Tuesday, May 11, 2010

Will Shanghai Lead the Way ... to the Downside?

Well. Calling S&P500 to 1300-something was such a wonderful timing, wasn't it? While it could still get there, the timing is anyone's guess at this point, with the European "nuclear" option to save euro lasted 12 hours.

In the meantime, I was reading an article at Bloomberg, which said "China is entering a bear market". WHAT?

Shanghai Composite Index lead the way to the upside; it bottomed in October 2009, nearly 6 months before the US stock market bottomed in March 2009.

To my surprise, I found out that Shanghai totally underperformed Dow.
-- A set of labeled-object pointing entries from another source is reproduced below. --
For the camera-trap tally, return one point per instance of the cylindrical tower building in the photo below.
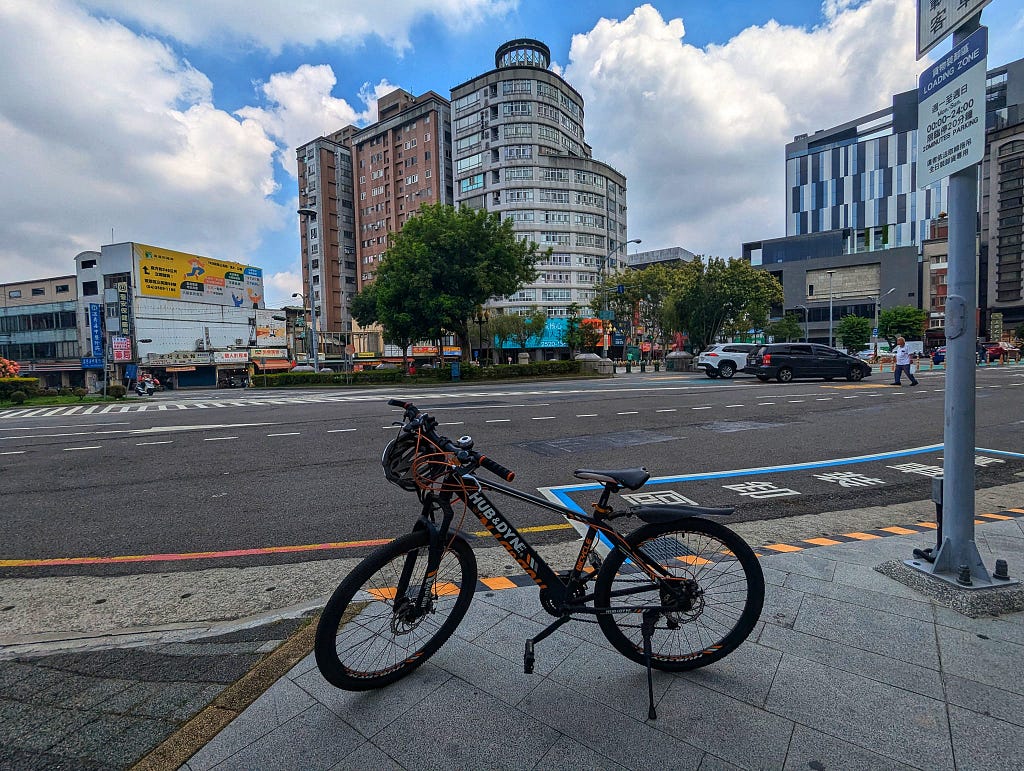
(519, 148)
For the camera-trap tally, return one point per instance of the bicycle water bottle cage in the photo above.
(630, 478)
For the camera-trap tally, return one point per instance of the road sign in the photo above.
(938, 18)
(951, 111)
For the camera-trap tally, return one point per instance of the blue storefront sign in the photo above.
(96, 329)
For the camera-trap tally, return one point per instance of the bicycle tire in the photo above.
(717, 560)
(363, 643)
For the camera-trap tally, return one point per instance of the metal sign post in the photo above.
(951, 113)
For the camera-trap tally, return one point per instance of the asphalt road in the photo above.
(253, 471)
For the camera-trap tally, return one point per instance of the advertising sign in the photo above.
(124, 308)
(938, 18)
(226, 357)
(122, 348)
(951, 111)
(270, 331)
(178, 275)
(96, 329)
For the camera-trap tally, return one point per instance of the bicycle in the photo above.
(678, 593)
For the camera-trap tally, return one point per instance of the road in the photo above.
(264, 477)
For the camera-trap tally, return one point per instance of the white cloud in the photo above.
(300, 108)
(113, 130)
(700, 133)
(271, 24)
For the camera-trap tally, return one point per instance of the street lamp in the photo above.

I don't regularly check Chinese indices, but all the news about China being the engine to pull the world out of the recession has given me the impression that the stock market there is booming as well. But no. Shanghai index retraced barely above 38.2% Fibonacci retracement, while Dow touched 61.8%. Shanghai was going sideways since August last year, forming a symmetrical triangle. But instead of breaking in the direction of the previous trend (which was up), it broke down. Technical indicators (Aroon, Slow stochastics, histogram) are all negative, and already flashed a sell signal.

Dow hasn't reached that stage yet, as you see. Technical indicators are still in a bullish territory, although the MACD histogram has been one big negative divergence ever since March 2009. However, with the last week's freefall thanks to algo bots and with "we will do whatever it takes" Europe, it feels like the floor has been yanked from under our feet. And what we saw that day under our feet was a void, a blackhole.

Those algo bots were busy all day Friday and all day today to prove (to the regulatory authorities) that they are worthy provider of liquidity, capable of supporting the market. I wonder if they were successful in convincing investors. The stock market doesn't feel like a pricing mechanism any more.